The US economy, which is picking up again, must also be taken into account, in particular its potential effects of slowing growth in the emerging markets. Compared to last year, emerging market returns were not as pronounced in the first quarter of 2021; Some have attributed this to the perceived recovery in the U.S. economy, which has accelerated since new President Joe Biden announced a nationwide vaccine campaign that is ahead of schedule. The rebound has also raised long-term US Treasury bond yields, which has helped the dollar regain some of the strength it lost last year. This should prove challenging for some emerging markets, particularly Turkey, which continues to have an excessive dollar-denominated debt burden.

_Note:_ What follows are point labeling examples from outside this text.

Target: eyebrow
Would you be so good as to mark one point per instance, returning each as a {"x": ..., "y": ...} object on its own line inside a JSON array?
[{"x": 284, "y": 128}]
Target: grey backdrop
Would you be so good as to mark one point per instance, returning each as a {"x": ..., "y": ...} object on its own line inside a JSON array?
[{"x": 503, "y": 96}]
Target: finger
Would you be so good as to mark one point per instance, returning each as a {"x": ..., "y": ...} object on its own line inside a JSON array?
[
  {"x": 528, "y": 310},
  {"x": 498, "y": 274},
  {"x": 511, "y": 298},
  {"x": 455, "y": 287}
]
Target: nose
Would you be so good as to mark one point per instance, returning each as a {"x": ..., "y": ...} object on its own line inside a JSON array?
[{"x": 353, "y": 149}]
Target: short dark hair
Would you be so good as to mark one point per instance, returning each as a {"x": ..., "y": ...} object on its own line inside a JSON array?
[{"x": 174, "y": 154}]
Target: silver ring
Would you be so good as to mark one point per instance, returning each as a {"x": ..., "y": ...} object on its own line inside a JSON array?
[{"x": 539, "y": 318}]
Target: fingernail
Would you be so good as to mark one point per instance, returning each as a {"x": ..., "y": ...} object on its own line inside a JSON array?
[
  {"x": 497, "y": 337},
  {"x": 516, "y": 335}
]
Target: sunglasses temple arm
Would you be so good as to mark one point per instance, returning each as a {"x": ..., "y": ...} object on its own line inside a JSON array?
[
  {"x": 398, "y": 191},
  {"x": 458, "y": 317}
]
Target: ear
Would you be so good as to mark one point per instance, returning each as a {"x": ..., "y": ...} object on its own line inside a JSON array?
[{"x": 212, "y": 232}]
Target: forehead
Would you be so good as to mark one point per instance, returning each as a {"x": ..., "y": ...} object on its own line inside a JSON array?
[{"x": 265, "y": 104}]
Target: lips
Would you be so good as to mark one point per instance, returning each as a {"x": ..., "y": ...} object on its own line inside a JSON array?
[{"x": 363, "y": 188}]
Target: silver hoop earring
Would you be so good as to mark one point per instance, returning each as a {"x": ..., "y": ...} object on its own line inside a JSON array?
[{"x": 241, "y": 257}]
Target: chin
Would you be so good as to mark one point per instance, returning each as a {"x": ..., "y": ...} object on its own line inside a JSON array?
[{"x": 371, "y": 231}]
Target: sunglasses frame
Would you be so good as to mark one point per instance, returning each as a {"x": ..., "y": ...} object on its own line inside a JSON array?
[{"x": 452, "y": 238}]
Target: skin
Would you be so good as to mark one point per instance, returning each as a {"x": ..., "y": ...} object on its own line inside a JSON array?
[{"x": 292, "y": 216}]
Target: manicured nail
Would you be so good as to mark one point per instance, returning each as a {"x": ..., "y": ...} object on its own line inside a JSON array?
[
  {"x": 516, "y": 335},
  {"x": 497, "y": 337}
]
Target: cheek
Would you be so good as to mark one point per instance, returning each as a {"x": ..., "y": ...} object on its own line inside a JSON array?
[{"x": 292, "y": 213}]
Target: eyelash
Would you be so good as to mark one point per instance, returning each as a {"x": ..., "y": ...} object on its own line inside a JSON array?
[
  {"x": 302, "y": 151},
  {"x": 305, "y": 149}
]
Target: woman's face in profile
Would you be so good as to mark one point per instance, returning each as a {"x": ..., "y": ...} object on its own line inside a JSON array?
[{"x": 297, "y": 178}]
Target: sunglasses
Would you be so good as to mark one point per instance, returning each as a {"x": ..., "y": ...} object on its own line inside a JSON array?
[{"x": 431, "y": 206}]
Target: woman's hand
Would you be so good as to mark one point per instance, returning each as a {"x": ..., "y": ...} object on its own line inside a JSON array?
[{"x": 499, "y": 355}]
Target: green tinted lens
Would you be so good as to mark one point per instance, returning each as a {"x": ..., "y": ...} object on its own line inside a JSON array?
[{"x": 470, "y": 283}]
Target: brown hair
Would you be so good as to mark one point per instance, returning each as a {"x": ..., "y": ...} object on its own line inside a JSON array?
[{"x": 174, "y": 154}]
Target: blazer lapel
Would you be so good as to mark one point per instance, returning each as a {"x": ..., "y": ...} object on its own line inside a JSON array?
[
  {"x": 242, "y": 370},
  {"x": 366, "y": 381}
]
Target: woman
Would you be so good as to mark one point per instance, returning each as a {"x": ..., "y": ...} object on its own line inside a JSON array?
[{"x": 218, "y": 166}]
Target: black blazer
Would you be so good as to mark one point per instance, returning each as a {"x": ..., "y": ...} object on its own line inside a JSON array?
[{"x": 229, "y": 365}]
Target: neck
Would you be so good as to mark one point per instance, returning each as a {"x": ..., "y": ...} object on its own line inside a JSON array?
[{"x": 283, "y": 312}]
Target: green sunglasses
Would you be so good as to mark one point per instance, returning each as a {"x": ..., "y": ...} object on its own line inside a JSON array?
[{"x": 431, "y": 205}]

In addition, with Turkey, Brazil and Russia all raising their key interest rates recently, some emerging economies are facing aggravated economic conditions that could stifle growth for much of the year. However, Turkey’s growth has proven remarkably resilient in the face of more restrictive sentiment so far, and a heavy carryover has prompted S&P to revise its forecast for this year to 6.1 percent GDP growth for the Eurasian nation. The rating agency also expects Latin America to be one of the last regions in the world to return to pre-pandemic levels, as structural weaknesses, particularly in investments, will continue to dampen economic recovery.

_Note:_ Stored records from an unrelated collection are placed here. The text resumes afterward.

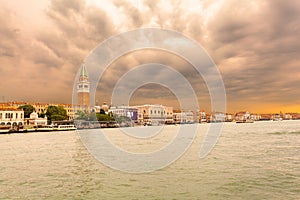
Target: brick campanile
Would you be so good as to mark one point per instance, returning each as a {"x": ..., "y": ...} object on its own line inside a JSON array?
[{"x": 83, "y": 89}]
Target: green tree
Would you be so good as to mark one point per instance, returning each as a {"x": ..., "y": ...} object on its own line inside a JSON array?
[
  {"x": 28, "y": 109},
  {"x": 56, "y": 113}
]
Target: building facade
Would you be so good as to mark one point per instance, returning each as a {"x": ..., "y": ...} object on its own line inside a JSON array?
[
  {"x": 83, "y": 90},
  {"x": 153, "y": 114},
  {"x": 11, "y": 117}
]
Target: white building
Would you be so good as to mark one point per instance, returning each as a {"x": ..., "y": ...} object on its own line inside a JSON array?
[
  {"x": 185, "y": 117},
  {"x": 154, "y": 114},
  {"x": 12, "y": 117},
  {"x": 34, "y": 120},
  {"x": 202, "y": 117},
  {"x": 124, "y": 111},
  {"x": 218, "y": 117}
]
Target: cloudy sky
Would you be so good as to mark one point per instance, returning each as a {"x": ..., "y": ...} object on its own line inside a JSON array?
[{"x": 255, "y": 45}]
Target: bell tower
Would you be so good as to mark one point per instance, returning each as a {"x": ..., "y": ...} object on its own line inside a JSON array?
[{"x": 83, "y": 89}]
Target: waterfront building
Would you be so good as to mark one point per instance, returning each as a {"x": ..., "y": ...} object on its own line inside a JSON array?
[
  {"x": 11, "y": 117},
  {"x": 83, "y": 90},
  {"x": 168, "y": 112},
  {"x": 153, "y": 114},
  {"x": 217, "y": 117},
  {"x": 242, "y": 116},
  {"x": 35, "y": 120},
  {"x": 229, "y": 117},
  {"x": 202, "y": 117},
  {"x": 105, "y": 107},
  {"x": 184, "y": 117},
  {"x": 124, "y": 111}
]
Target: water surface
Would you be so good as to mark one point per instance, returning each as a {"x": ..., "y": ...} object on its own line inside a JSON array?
[{"x": 250, "y": 161}]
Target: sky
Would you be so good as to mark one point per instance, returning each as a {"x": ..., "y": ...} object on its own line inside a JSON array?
[{"x": 254, "y": 44}]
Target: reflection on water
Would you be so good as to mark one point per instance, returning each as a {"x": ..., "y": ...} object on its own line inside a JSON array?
[{"x": 250, "y": 161}]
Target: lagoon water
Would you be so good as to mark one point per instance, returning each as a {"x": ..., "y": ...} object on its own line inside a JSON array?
[{"x": 258, "y": 160}]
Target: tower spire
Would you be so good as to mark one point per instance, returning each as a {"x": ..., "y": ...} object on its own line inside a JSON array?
[{"x": 83, "y": 89}]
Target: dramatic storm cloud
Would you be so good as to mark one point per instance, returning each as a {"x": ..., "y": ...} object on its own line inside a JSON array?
[{"x": 254, "y": 44}]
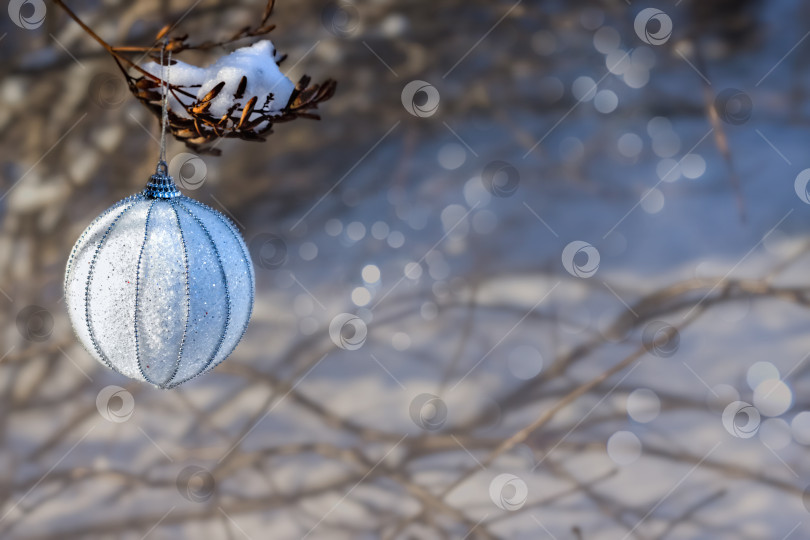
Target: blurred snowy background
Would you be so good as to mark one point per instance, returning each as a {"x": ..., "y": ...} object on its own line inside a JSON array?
[{"x": 561, "y": 246}]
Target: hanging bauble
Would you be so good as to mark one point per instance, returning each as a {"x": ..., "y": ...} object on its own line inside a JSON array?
[{"x": 160, "y": 287}]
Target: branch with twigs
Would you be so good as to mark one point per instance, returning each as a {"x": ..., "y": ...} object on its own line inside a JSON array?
[{"x": 249, "y": 117}]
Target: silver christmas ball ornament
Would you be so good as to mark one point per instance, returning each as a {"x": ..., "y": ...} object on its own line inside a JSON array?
[{"x": 160, "y": 287}]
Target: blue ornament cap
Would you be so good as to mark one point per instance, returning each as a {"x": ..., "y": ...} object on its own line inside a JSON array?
[{"x": 161, "y": 185}]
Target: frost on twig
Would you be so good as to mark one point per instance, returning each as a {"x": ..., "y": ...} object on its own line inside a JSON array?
[{"x": 241, "y": 95}]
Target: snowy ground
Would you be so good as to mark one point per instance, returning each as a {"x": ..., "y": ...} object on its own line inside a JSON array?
[{"x": 473, "y": 322}]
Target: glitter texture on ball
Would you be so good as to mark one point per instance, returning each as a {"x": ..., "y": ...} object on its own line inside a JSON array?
[{"x": 160, "y": 287}]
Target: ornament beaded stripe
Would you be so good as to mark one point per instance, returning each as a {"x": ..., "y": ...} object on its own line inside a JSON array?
[{"x": 160, "y": 287}]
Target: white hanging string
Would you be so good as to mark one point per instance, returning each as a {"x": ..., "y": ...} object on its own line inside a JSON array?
[{"x": 164, "y": 119}]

Ultimately, as in virtually any country in the world, the outlook for emerging economies still depends heavily on how long the pandemic has lasted and how effective the response in those countries is. If vaccination programs are quick and effective and have the opportunity to reach the majority of the population, the blocking measures can safely be lifted at an earlier point in time. The IMF noted that it believes vaccination programs will provide adequate protection for most developed and some emerging economies by the third quarter of 2021 and most other countries by the second half of next year. But, as India proves again, that may be easier said than done. India is a large global vaccine manufacturer, but the ongoing domestic crisis means exports of vaccines have been stopped to address the evolving situation domestically. Other well-known emerging economies such as Brazil and Russia are also lagging significantly behind when it comes to vaccinations, even though both are major vaccine manufacturers.

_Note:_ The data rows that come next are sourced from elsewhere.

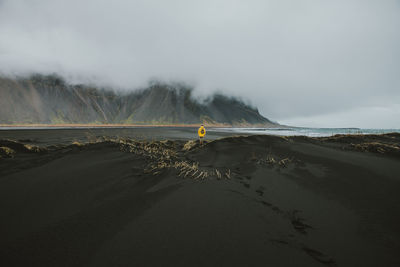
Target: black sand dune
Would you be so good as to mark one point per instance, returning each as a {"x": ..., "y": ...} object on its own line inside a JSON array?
[{"x": 237, "y": 201}]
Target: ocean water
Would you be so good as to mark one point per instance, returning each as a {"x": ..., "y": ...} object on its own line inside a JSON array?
[{"x": 312, "y": 132}]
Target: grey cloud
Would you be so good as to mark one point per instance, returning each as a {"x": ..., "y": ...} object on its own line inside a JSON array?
[{"x": 290, "y": 58}]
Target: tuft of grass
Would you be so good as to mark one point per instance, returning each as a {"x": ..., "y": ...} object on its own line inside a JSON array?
[
  {"x": 189, "y": 145},
  {"x": 6, "y": 152}
]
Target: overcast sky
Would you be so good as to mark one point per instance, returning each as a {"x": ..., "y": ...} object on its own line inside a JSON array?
[{"x": 304, "y": 62}]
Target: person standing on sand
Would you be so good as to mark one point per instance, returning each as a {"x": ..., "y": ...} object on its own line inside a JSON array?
[{"x": 201, "y": 132}]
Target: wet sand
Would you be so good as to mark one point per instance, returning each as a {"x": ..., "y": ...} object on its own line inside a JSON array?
[{"x": 113, "y": 199}]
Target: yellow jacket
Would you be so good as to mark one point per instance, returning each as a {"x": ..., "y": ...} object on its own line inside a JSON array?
[{"x": 202, "y": 131}]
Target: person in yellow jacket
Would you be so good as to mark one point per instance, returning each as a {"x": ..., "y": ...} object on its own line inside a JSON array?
[{"x": 201, "y": 132}]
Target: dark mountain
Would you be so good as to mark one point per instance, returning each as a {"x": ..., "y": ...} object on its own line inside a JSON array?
[{"x": 50, "y": 100}]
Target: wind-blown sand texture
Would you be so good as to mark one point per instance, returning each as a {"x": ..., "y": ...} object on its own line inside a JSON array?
[{"x": 235, "y": 201}]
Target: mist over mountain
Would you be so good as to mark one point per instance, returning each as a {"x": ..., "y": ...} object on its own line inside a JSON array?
[{"x": 51, "y": 100}]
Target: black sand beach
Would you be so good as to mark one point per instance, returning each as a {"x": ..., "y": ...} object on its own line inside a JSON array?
[{"x": 154, "y": 198}]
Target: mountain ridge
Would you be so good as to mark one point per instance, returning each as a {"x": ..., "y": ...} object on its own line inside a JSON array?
[{"x": 49, "y": 99}]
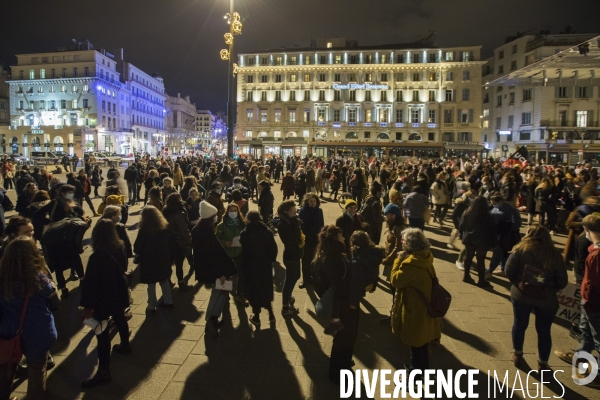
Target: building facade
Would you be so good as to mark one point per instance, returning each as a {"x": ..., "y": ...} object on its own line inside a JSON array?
[
  {"x": 408, "y": 100},
  {"x": 75, "y": 86},
  {"x": 181, "y": 124},
  {"x": 540, "y": 92}
]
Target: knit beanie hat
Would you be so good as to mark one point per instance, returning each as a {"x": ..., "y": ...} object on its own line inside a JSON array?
[{"x": 207, "y": 210}]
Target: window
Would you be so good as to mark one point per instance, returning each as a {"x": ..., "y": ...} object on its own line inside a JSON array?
[
  {"x": 466, "y": 94},
  {"x": 399, "y": 116},
  {"x": 449, "y": 95},
  {"x": 562, "y": 92},
  {"x": 581, "y": 119},
  {"x": 415, "y": 115},
  {"x": 448, "y": 115},
  {"x": 352, "y": 115},
  {"x": 432, "y": 117}
]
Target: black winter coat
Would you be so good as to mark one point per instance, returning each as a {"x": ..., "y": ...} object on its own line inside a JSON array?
[
  {"x": 259, "y": 251},
  {"x": 210, "y": 258},
  {"x": 154, "y": 257},
  {"x": 104, "y": 285}
]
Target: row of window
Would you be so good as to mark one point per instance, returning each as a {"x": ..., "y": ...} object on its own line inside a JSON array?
[
  {"x": 357, "y": 115},
  {"x": 409, "y": 57},
  {"x": 430, "y": 76},
  {"x": 322, "y": 95}
]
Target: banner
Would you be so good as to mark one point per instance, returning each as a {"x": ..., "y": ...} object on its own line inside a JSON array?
[
  {"x": 519, "y": 158},
  {"x": 569, "y": 303}
]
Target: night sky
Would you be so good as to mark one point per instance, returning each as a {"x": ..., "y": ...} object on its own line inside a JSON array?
[{"x": 181, "y": 39}]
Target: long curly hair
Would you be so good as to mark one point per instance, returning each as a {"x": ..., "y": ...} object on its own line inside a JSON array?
[{"x": 19, "y": 268}]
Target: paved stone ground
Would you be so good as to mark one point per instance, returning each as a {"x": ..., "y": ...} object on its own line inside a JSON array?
[{"x": 173, "y": 358}]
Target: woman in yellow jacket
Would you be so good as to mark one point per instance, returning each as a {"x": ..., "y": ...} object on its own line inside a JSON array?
[{"x": 413, "y": 270}]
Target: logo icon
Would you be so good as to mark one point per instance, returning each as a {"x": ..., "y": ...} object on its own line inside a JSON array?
[{"x": 584, "y": 367}]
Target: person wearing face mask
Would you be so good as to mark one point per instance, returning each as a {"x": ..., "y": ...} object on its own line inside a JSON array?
[
  {"x": 508, "y": 223},
  {"x": 66, "y": 256},
  {"x": 211, "y": 262},
  {"x": 114, "y": 214},
  {"x": 228, "y": 233},
  {"x": 350, "y": 221},
  {"x": 214, "y": 198}
]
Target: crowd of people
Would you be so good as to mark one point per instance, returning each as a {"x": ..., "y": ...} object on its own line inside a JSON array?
[{"x": 198, "y": 210}]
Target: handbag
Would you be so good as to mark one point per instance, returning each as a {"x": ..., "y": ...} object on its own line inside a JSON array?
[{"x": 11, "y": 351}]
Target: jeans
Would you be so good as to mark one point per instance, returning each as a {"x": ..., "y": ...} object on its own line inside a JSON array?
[
  {"x": 104, "y": 338},
  {"x": 479, "y": 253},
  {"x": 419, "y": 357},
  {"x": 543, "y": 324},
  {"x": 180, "y": 255},
  {"x": 499, "y": 257},
  {"x": 292, "y": 274},
  {"x": 132, "y": 192},
  {"x": 589, "y": 325},
  {"x": 36, "y": 379},
  {"x": 343, "y": 342},
  {"x": 216, "y": 303},
  {"x": 165, "y": 286},
  {"x": 416, "y": 223}
]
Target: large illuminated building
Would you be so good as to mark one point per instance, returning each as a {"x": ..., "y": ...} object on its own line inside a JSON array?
[
  {"x": 334, "y": 96},
  {"x": 541, "y": 91}
]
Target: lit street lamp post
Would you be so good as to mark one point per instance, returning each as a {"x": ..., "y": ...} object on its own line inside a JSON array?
[{"x": 233, "y": 19}]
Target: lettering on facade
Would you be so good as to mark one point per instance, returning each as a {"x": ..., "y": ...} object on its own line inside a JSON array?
[{"x": 338, "y": 86}]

The likelihood of cases spilling over also means other countries could suffer from the surge in cases in India. There is already evidence that neighboring countries Nepal and Sri Lanka are seeing more infections, while other economies in Asia such as Hong Kong and Singapore have recorded cases from India. However, it should also be emphasized that many emerging economies – especially in Asia – will continue to enjoy favorable conditions in the future and will not suffer from sluggish vaccination efforts or impending fines. “China, South Korea and Taiwan have weathered the pandemic best so far, have little external debt, and therefore few external vulnerabilities, and can broadly maintain an accommodating domestic stance,” the City of London Investment Management Company recently stated in its quarterly outlook from April. “Given their leadership in the asset class, EM[s] can therefore continue to perform well. “

Hence, with the emerging markets outlook increasingly diverging in the coming year, it appears that certain markets within the broader complex will continue to outperform while other emerging markets continue to grapple with the challenges of the pandemic. While exposure to emerging markets remains an attractive option for investors overall, recent projections suggest that drilling down to identify specific emerging market winners may ultimately be the more prudent approach.